Josh Mandel edited this page Aug 24, 2018 · 3 revisions

Background

Shared thoughts on how to represent resources that have been produced by things like NLP pipelines on free-text note (to extract, say, conditions), or OCR from a faxed note, or risk assessments derived from ML algorithms.

Techniques in use today

For each technique include: source organization, the use case for which the extension, tag, or provenance resource is employed, the implementation details (e.g., extension or tag URI used, and a description of which resources or elements can be annotated). If possible, please also include an example of its use.
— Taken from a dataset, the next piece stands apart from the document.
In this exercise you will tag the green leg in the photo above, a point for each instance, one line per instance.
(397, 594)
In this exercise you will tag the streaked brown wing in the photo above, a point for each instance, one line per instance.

Provenance to show that one resource was derived from another

Source: Ciitizen.

Use case: Show that one resource was derived computationally from another, without directly impacting the contents of either resource

Implementation: When we create a derived resource, we also create a Provenance instance targeting the derived resource, with a pointer back to our own software (which performed the derivation) and the source resource(s) from which the derivation was performed.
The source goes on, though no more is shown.